Harga Minyak Bertahan di Tengah Risiko Pasokan Rusia, Jelang Pertemuan OPEC+

Investing.com– Harga minyak sedikit berubah dalam perdagangan Asia pada Selasa, mempertahankan kenaikan dari sesi sebelumnya, sementara para pedagang mempertimbangkan risiko gangguan pasokan baru akibat konflik Rusia-Ukraina melawan peningkatan produksi dari anggota OPEC+.

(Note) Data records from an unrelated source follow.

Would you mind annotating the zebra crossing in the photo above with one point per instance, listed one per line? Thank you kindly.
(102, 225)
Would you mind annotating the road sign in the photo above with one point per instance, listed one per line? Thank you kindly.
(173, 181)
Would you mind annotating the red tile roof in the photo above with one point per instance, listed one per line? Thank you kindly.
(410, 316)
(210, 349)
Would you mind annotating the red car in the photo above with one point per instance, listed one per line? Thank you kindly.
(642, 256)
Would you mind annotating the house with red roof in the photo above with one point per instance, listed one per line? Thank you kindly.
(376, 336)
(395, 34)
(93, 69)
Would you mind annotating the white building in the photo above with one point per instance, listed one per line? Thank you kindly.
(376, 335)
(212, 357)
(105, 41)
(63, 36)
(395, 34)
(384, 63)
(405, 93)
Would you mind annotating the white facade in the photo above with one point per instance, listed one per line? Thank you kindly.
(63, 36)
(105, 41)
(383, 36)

Pada pukul 21:03 ET (01:03 GMT), kontrak berjangka minyak Brent yang jatuh tempo pada November naik 0,3% menjadi $68,33 per barel, setelah melonjak lebih dari 1% pada Senin.

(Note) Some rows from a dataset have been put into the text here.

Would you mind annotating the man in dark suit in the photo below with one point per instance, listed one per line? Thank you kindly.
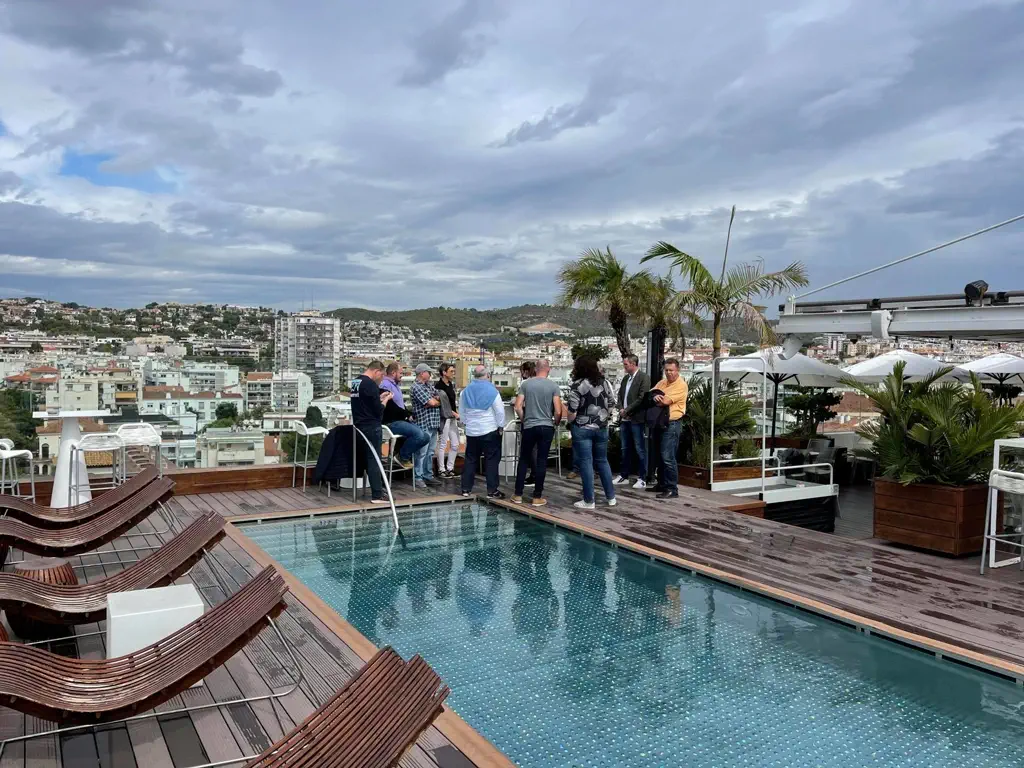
(632, 391)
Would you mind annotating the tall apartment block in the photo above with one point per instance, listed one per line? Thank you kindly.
(311, 343)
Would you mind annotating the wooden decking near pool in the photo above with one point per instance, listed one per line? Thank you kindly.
(936, 602)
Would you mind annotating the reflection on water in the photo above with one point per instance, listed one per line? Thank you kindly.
(566, 652)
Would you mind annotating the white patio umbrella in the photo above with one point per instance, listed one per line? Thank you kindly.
(918, 368)
(799, 370)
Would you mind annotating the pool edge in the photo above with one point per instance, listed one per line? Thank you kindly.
(940, 648)
(463, 736)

Kontrak berjangka minyak mentah West Texas Intermediate (WTI) tidak ditutup pada Senin karena libur nasional AS, dan diperdagangkan 1,3% lebih tinggi dari penutupan Jumat di $64,81 per barel.

Pedagang mempertimbangkan risiko pasokan minyak Rusia
Harga minyak ditutup lebih tinggi pada Senin setelah laporan serangan baru Ukraina terhadap fasilitas pengolahan dan ekspor minyak Rusia.

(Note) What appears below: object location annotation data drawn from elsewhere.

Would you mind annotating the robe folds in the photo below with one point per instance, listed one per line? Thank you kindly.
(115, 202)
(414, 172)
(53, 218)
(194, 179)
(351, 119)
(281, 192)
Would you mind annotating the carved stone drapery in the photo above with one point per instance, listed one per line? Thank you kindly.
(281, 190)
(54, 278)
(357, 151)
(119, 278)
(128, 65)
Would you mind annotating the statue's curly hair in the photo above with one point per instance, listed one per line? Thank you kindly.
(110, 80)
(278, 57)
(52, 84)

Harapan untuk kesepakatan damai Rusia-Ukraina memudar setelah Presiden AS Donald Trump bulan lalu mendesak Presiden Ukraina Volodymyr Zelenskyy dan Presiden Rusia Vladimir Putin untuk mengadakan pembicaraan langsung sebelum mempertimbangkan KTT trilateral yang diadakan di Washington.

Serangan udara yang semakin intensif meningkatkan kemungkinan sanksi tambahan terhadap Rusia, yang berpotensi menyebabkan gangguan pasokan dan mendorong harga naik.

AS dan sekutunya juga memperketat penegakan sanksi sekunder terhadap minyak Rusia, meskipun langkah-langkah tersebut sejauh ini memiliki dampak terbatas terhadap aliran minyak ke Asia.

Washington pekan lalu memberlakukan tarif tambahan 25% atas impor India, menggandakan tarif total menjadi 50% mulai 27 Agustus, sebagai respons terhadap pembelian minyak mentah Rusia yang meningkat oleh New Delhi.

Anggota OPEC+ akan bertemu akhir pekan ini

Menyeimbangkan risiko ini, peningkatan produksi dari Organisasi Negara-Negara Pengekspor Minyak dan sekutunya (OPEC+) dalam beberapa bulan terakhir telah menimbulkan kekhawatiran akan kelebihan pasokan.

Pedagang kini menantikan pertemuan OPEC dan sekutunya pada 7 September untuk sinyal mengenai kebijakan produksi.

Kartel diperkirakan akan mempertahankan tingkat produksi minyak mentah saat bertemu akhir pekan ini, dengan kelompok tersebut mengambil jeda setelah peningkatan pasokan yang dipercepat baru-baru ini, menurut survei Bloomberg.

Para pedagang juga menunggu dengan hati-hati data penggajian non-pertanian AS yang akan dirilis pada Jumat, yang dapat memperkuat ekspektasi pemotongan suku bunga Federal Reserve bulan ini.

Suku bunga yang lebih rendah mendukung harga minyak dengan meningkatkan aktivitas ekonomi, melemahkan dolar AS, dan membuat komoditas lebih menarik bagi investor.